New interactive dashboard will help policymakers better understand global instability

CHAMPAIGN, Ill. — The Cline Center for Advanced Social Research at the University of Illinois Urbana-Champaign has released an innovative new interactive dashboard for policymakers who want to better understand governmental instability around the world.

The Cline Center’s Coup d’Etat Project is the world’s largest registry of coups, attempted coups and coup conspiracies that have occurred since 1945, according to Scott Althaus, the director of the Cline Center and the Merriam Professor of Political Science at Illinois.

“The Coup d’Etat Project dataset is widely used by governments, intelligence agencies, corporations and risk managers around the world to analyze societal instability in the form of coups or coup attempts,” Althaus said. “It’s one of the most visible research projects at the Cline Center, but until now, the data wasn’t readily available in a user-friendly format.”

Before the new dashboard was put in place, users had to download the data and load it into their own statistical package to analyze it. So for journalists, diplomats, or “someone who wants to know what’s going on in the world” but lacking analysis skills, the data were just not as useful as they could be, Althaus said.

The solution is a just-released dashboard tool initially prototyped by Emmy Tither, a Ph.D. candidate in informatics at Illinois. Tither was mentored by an interdisciplinary team of scholars and experts spearheading the Coup d’Etat Project including Althaus; Loretta Auvil, a senior project coordinator at the National Center for Supercomputing Applications and a data scientist at the Cline Center; and Joseph Bajjalieh, a senior research manager at the Cline Center. That team then further developed and enhanced Tither’s prototype dashboard into its current form.

The researchers even went so far as to perform an informal market analysis to assess what would be useful to journalists and diplomats around the world, Althaus said.

“We interviewed a senior advisor to Canada’s diplomatic corps, and they were able to give us some insights about how diplomats would be able benefit from our work,” he said. “We knew that if we could make our data easily accessible and readable to a lay audience, then that would allow policymakers to better understand human conflict problems, with the hope that they could ultimately make better-informed decisions about preventing or reducing societal instability.”

With that information in hand, the Cline Center team created a new, interactive dashboard with a world map that allows data to be sorted by country, region and time period.

“By opening up the data in a dashboard that doesn’t require you to code or possess any special skills to explore, we’re going to make this record of recent human history more transparent,” Althaus said. “It will increase understanding of what has happened and where things are going in ways that hopefully will also reduce misunderstandings about these contentious events.”

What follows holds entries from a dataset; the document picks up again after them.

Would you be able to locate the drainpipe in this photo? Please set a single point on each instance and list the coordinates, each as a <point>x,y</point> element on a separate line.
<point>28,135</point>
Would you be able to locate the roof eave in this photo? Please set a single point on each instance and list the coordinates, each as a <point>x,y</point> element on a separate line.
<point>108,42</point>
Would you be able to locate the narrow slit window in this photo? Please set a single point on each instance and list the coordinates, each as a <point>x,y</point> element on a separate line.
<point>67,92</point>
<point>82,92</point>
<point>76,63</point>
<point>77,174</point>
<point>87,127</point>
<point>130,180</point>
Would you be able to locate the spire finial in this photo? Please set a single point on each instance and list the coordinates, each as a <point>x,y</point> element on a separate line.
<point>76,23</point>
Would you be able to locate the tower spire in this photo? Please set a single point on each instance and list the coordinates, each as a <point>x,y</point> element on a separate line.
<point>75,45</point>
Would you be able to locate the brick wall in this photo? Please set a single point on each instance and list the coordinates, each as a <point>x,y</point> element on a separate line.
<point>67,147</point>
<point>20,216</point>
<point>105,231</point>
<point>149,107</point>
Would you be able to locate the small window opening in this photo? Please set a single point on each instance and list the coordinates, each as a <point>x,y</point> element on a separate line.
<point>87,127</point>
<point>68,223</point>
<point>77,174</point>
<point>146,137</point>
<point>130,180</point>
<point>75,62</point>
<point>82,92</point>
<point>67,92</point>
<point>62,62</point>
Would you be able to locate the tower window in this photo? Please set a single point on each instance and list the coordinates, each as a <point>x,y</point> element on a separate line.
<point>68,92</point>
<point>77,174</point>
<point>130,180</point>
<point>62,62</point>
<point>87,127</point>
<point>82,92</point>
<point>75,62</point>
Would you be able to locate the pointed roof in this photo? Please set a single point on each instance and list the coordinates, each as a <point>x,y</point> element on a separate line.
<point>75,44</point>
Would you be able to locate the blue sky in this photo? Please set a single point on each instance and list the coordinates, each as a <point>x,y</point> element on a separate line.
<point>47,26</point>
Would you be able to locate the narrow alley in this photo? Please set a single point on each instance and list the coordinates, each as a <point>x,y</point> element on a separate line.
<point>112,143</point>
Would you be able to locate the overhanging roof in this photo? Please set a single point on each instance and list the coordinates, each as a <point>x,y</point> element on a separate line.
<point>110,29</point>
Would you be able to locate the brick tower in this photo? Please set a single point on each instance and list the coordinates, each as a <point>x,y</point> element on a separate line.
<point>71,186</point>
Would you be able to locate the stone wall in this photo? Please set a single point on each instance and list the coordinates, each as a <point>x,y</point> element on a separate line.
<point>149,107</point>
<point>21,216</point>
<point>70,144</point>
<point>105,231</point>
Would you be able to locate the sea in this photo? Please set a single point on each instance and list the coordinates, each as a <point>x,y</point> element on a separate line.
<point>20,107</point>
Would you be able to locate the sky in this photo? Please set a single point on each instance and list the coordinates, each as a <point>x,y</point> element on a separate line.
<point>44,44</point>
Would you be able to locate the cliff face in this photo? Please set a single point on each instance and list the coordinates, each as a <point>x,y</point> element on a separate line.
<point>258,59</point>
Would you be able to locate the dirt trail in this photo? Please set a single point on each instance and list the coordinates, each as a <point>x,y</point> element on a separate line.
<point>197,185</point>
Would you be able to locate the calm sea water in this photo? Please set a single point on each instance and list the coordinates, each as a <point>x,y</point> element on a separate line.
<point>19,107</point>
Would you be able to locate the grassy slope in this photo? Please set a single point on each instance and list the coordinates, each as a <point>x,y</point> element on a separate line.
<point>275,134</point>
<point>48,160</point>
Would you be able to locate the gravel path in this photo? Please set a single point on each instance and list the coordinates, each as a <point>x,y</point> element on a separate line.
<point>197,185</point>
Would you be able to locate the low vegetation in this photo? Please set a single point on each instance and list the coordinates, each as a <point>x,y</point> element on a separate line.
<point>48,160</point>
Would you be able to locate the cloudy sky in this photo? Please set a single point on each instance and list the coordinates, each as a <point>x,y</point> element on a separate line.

For example, one of the things that users can see in the dashboard is what variables the researchers collect, including what happened to the leader who was ousted in a successful coup.

“The end result is that we’ve lowered barriers for a much wider range of potential users who could benefit from this data, and that is a big part of our mission as a public engagement unit for the University of Illinois Urbana-Champaign,” Althaus said.

Tither, who believes accessible communication to the general public is a crucial yet often overlooked component of the scientific research process, knew revamping the website presented both a challenge and an opportunity.

“Since I started my Ph.D., I knew that I didn’t want to go down the traditional academic path,” Tither said. “So being able to work on a project that supports both my academic and long-term professional goals is helpful. Working on this project helped me crystallize in a tangible way just how research can be of service to the public as a whole, which is the path I want my career to take after I complete my studies.”

For the Cline Center team, it was a learning opportunity and a team effort, Althaus said.

“We are following our campus’ land grant mission to put the products of academic research out into the world where they can be used to improve how the world operates,” he said. “Having a clearer understanding of what the recent history has been for coups and societal upheaval is very beneficial to navigate through the times that we’re in.”

The Coup d’Etat Project is made possible by the Nerad Student Research fund, private donors and endowment funding that supports the Cline Center’s mission.